Black Seminoles in the Borderlands: A Podcast Interview with Windy Goodloe
"We're still here and we're very proud of the legacy that has been left to us."
It’s Tuesday and we’re not okay.
As I write this, 46 people were found dead Monday in a tractor trailer in San Antonio, Texas. More victims of a cruel border deterrence system designed to kill. Predictably, Texas’s governor, Greg Abbott, took no time at all to use the tragedy as a talking point for his re-election.
Also Monday, Marianna Treviño Wright, who runs the National Butterfly Center in Mission, Texas, discovered an empty pick-up truck parked outside the nature preserve, the engine still running, unlocked and with an assault rifle resting against the seat. The truck belonged to a National Guard soldier. This struck me as a perfect symbol of Abbott’s Operation Lone Star: careless, cruel, and dangerous.
There are so many men now, with so many guns, lurking in every corner of the borderlands. Governor Abbott, Arizona’s Governor Doug Ducey, and other Republicans tell us they are protecting us from the migrants crossing the border. But it’s the migrants who are dying and border residents in massacres perpetrated by young men with assault rifles, like the one that Treviño Wright discovered yesterday, outside the nature preserve she runs, and where children and tourists regularly visit.
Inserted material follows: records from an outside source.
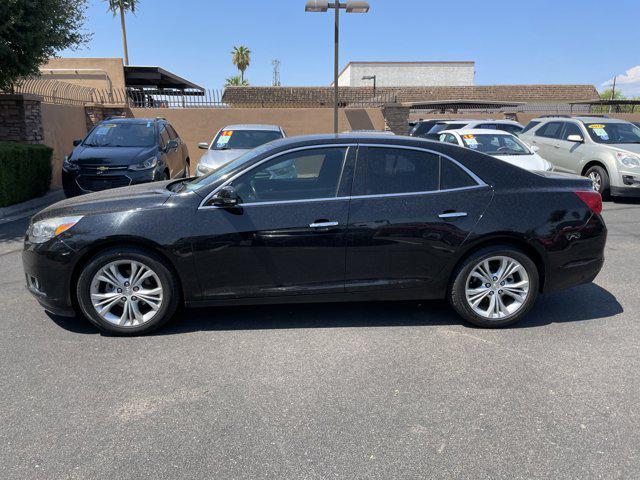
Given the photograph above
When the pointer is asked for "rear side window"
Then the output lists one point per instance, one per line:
(452, 176)
(550, 130)
(396, 170)
(530, 125)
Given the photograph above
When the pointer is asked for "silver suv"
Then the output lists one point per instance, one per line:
(604, 149)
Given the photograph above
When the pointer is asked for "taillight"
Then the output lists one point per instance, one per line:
(592, 198)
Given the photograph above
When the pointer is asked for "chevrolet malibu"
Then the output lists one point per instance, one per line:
(366, 217)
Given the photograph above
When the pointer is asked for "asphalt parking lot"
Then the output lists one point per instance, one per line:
(377, 390)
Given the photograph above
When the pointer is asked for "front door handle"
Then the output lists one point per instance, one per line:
(453, 215)
(323, 224)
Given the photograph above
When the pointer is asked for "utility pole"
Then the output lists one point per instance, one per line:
(276, 72)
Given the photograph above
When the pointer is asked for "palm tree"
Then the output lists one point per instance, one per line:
(123, 6)
(241, 57)
(236, 81)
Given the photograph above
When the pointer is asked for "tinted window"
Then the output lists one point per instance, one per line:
(571, 129)
(395, 170)
(243, 139)
(550, 130)
(530, 125)
(452, 176)
(125, 134)
(301, 175)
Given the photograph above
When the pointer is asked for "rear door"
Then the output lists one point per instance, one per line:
(410, 211)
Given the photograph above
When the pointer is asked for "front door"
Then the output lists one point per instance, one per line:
(410, 211)
(287, 235)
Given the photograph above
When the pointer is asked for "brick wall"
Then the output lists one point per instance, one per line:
(20, 118)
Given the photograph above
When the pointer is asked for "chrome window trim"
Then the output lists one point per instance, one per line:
(479, 182)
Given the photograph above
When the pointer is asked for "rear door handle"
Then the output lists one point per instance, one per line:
(323, 224)
(453, 215)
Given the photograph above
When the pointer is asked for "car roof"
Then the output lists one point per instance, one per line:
(252, 126)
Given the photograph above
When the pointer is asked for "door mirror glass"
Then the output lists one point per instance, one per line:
(226, 197)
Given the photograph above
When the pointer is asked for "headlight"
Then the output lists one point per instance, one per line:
(69, 164)
(146, 165)
(44, 230)
(631, 162)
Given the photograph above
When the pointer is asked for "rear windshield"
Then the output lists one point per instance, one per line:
(243, 139)
(495, 144)
(613, 132)
(439, 127)
(129, 134)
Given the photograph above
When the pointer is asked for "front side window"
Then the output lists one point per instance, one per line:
(395, 170)
(301, 175)
(550, 130)
(124, 134)
(495, 144)
(612, 133)
(243, 139)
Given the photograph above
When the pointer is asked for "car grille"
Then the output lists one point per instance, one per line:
(99, 182)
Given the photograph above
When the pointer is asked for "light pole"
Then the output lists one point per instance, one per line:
(350, 7)
(371, 77)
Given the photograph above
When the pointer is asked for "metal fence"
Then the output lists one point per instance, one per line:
(53, 91)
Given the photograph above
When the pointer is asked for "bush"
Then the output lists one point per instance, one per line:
(25, 171)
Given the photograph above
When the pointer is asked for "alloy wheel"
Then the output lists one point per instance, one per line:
(497, 287)
(126, 293)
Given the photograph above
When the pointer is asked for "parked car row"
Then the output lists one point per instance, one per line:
(315, 219)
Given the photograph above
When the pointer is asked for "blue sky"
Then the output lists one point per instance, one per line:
(539, 41)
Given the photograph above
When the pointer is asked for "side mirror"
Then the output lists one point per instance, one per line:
(226, 197)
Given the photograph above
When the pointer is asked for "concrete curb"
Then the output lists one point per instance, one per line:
(30, 207)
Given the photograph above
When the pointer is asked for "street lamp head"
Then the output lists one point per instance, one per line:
(357, 7)
(316, 6)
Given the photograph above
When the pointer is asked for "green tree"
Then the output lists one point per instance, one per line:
(236, 81)
(32, 32)
(241, 57)
(121, 7)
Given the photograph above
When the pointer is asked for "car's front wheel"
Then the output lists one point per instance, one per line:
(127, 291)
(494, 287)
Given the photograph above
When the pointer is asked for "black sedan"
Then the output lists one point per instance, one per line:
(316, 219)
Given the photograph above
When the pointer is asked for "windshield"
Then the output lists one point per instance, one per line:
(222, 172)
(613, 132)
(495, 144)
(129, 134)
(439, 127)
(243, 139)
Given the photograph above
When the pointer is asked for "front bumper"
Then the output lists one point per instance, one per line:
(48, 269)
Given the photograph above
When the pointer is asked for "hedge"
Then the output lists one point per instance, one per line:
(25, 171)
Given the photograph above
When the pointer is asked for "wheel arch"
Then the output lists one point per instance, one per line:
(507, 239)
(114, 242)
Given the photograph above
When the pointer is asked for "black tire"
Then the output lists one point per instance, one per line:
(457, 296)
(605, 185)
(168, 281)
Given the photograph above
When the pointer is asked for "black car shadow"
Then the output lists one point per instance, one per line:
(586, 302)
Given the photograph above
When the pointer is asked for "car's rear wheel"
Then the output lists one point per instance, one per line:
(495, 287)
(599, 180)
(127, 291)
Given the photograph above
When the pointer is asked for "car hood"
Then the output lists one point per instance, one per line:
(218, 158)
(145, 195)
(112, 155)
(528, 162)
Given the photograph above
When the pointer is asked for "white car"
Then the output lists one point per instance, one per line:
(233, 141)
(501, 145)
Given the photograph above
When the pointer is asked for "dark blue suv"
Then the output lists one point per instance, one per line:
(124, 151)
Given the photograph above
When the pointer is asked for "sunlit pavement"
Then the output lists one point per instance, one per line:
(386, 390)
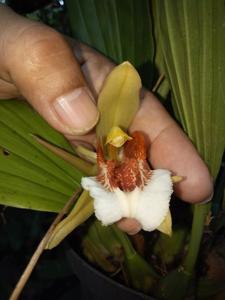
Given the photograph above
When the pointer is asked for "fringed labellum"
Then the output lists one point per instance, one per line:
(126, 187)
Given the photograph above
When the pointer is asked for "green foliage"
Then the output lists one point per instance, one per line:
(122, 30)
(191, 39)
(30, 175)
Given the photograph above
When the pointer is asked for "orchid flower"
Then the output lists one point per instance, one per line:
(127, 187)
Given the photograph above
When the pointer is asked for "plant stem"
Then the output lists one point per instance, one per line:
(34, 259)
(125, 242)
(200, 213)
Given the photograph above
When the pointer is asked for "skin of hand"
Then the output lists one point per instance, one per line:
(61, 79)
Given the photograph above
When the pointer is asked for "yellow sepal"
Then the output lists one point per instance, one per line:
(117, 137)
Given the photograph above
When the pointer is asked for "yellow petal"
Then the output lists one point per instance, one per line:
(118, 100)
(166, 225)
(117, 137)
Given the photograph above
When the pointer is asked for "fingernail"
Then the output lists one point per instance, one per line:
(207, 200)
(77, 111)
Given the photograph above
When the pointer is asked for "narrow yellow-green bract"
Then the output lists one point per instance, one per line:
(119, 99)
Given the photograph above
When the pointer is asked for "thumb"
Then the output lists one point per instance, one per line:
(42, 66)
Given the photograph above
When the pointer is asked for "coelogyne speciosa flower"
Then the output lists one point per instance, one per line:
(125, 186)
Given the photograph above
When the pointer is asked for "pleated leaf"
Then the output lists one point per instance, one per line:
(31, 176)
(122, 30)
(192, 40)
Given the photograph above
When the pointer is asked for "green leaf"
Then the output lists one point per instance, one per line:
(173, 286)
(207, 288)
(191, 38)
(121, 30)
(31, 176)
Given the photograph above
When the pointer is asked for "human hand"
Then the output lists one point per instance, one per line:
(37, 63)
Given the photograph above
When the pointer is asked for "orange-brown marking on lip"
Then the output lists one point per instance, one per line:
(133, 171)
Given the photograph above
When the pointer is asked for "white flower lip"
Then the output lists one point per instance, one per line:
(149, 206)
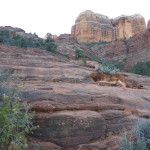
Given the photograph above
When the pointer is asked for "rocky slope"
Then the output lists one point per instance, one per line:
(130, 51)
(92, 27)
(73, 113)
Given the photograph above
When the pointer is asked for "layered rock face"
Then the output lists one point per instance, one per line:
(130, 51)
(128, 26)
(91, 27)
(72, 112)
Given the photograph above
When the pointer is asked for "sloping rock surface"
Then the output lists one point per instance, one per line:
(130, 51)
(73, 113)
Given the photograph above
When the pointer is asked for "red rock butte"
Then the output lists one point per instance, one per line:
(93, 27)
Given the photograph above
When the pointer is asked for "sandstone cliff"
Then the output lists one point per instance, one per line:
(129, 51)
(73, 113)
(92, 27)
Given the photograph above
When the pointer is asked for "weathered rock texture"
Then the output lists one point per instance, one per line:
(73, 113)
(91, 27)
(130, 51)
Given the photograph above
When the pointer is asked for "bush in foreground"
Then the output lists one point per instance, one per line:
(15, 118)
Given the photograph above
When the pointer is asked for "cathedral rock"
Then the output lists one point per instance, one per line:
(93, 27)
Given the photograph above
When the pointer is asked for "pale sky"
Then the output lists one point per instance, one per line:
(57, 16)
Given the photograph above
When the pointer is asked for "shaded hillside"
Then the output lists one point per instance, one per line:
(72, 110)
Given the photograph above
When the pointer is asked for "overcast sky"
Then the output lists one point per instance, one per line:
(57, 16)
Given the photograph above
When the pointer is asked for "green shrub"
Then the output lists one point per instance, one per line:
(84, 60)
(12, 39)
(15, 118)
(128, 143)
(141, 138)
(142, 68)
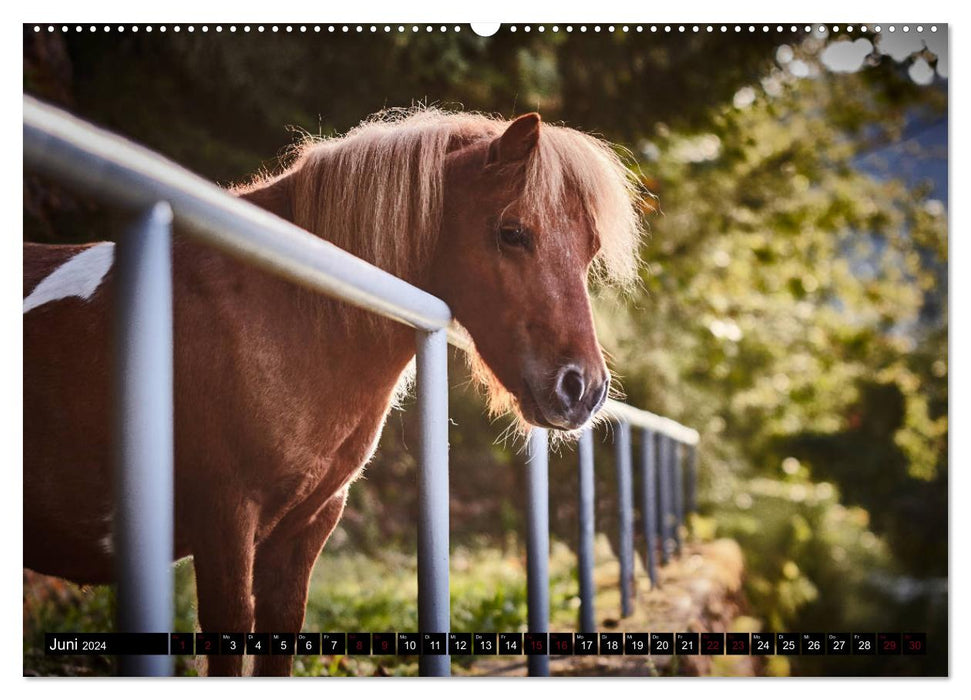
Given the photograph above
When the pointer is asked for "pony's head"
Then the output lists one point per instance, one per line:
(527, 214)
(505, 221)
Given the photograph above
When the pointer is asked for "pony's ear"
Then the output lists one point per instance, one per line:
(517, 141)
(274, 195)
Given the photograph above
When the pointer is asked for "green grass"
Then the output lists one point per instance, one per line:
(349, 592)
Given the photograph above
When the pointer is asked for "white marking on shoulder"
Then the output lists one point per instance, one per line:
(78, 277)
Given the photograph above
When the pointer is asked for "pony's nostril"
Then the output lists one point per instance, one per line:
(570, 387)
(600, 395)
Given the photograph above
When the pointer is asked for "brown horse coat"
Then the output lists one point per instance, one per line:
(280, 394)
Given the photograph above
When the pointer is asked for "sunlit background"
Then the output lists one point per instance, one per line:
(792, 305)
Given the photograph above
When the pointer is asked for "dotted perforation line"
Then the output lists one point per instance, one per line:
(428, 28)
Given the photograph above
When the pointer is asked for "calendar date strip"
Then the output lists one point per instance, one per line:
(488, 643)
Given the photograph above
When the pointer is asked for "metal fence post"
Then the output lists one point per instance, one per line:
(585, 545)
(538, 544)
(433, 520)
(143, 429)
(664, 495)
(626, 512)
(677, 465)
(692, 479)
(649, 502)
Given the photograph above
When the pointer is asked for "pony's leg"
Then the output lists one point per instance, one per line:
(281, 577)
(223, 555)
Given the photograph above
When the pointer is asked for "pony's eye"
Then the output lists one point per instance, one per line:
(514, 235)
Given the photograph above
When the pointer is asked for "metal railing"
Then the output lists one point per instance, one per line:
(112, 169)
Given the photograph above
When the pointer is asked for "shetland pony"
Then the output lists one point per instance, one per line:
(281, 394)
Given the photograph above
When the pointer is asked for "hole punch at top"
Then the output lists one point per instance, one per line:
(485, 28)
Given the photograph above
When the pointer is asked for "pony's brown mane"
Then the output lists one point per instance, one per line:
(378, 193)
(378, 190)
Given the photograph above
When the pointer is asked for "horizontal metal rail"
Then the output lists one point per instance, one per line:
(109, 167)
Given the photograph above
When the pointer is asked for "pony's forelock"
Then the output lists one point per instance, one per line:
(378, 192)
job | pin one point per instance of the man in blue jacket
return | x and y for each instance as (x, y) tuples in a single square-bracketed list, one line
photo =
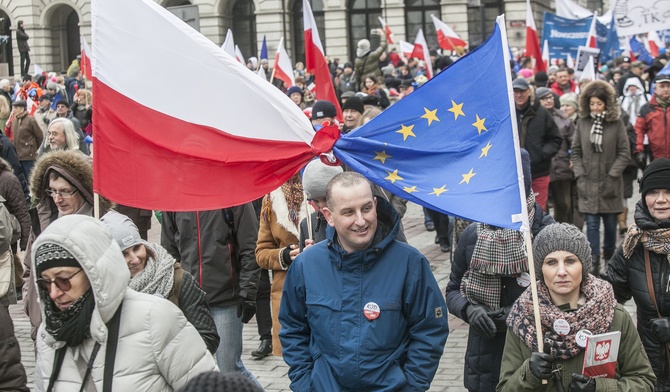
[(360, 310)]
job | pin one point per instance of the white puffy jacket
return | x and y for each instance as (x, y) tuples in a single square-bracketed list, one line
[(157, 350)]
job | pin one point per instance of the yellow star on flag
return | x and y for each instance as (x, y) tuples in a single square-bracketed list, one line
[(457, 109), (485, 150), (431, 115), (393, 176), (381, 156), (406, 132), (467, 177), (479, 124), (439, 191)]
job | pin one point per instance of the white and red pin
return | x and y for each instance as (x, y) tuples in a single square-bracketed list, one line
[(371, 311)]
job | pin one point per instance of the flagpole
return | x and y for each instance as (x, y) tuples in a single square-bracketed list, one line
[(500, 20)]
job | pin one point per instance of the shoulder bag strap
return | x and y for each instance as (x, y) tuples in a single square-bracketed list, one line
[(650, 287), (110, 353)]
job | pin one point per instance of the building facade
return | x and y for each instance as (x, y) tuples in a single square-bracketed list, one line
[(55, 26)]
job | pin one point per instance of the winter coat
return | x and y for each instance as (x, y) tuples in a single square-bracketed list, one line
[(157, 348), (539, 135), (368, 64), (276, 233), (27, 136), (632, 372), (10, 190), (77, 169), (9, 154), (653, 122), (219, 257), (22, 40), (190, 299), (483, 355), (327, 341), (560, 163), (11, 369), (599, 175), (629, 280)]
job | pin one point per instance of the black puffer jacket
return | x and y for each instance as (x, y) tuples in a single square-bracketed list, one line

Then there’s SCOTUS, and a woman’s right to an abortion stripped from the Constitution, which will overwhelmingly affect border communities, especially women of color. These days, every day, I walk around a running interior dialogue playing in my head: What can I do? How can I fight back? How can I make a difference?
And I think about cross-border solidarity, resilience, perseverance and organizing from the ground up. Because, clearly, no elected official in Washington D.C. is going to help us. And who knows that better than the borderlands? I think about people like Windy Goodloe, who you’ll hear from in this podcast, and the Black Seminoles who have been enslaved, discriminated against, and deceived by both the Mexican and American governments over many hundreds of years. And yet they persist today on both sides of the border. They honor and celebrate their history and culture. And they keep moving forward. And this gives me hope.
America is one long battle for equal rights. It never comes easy, and it never comes quick. And it is ongoing. And so, we keep going.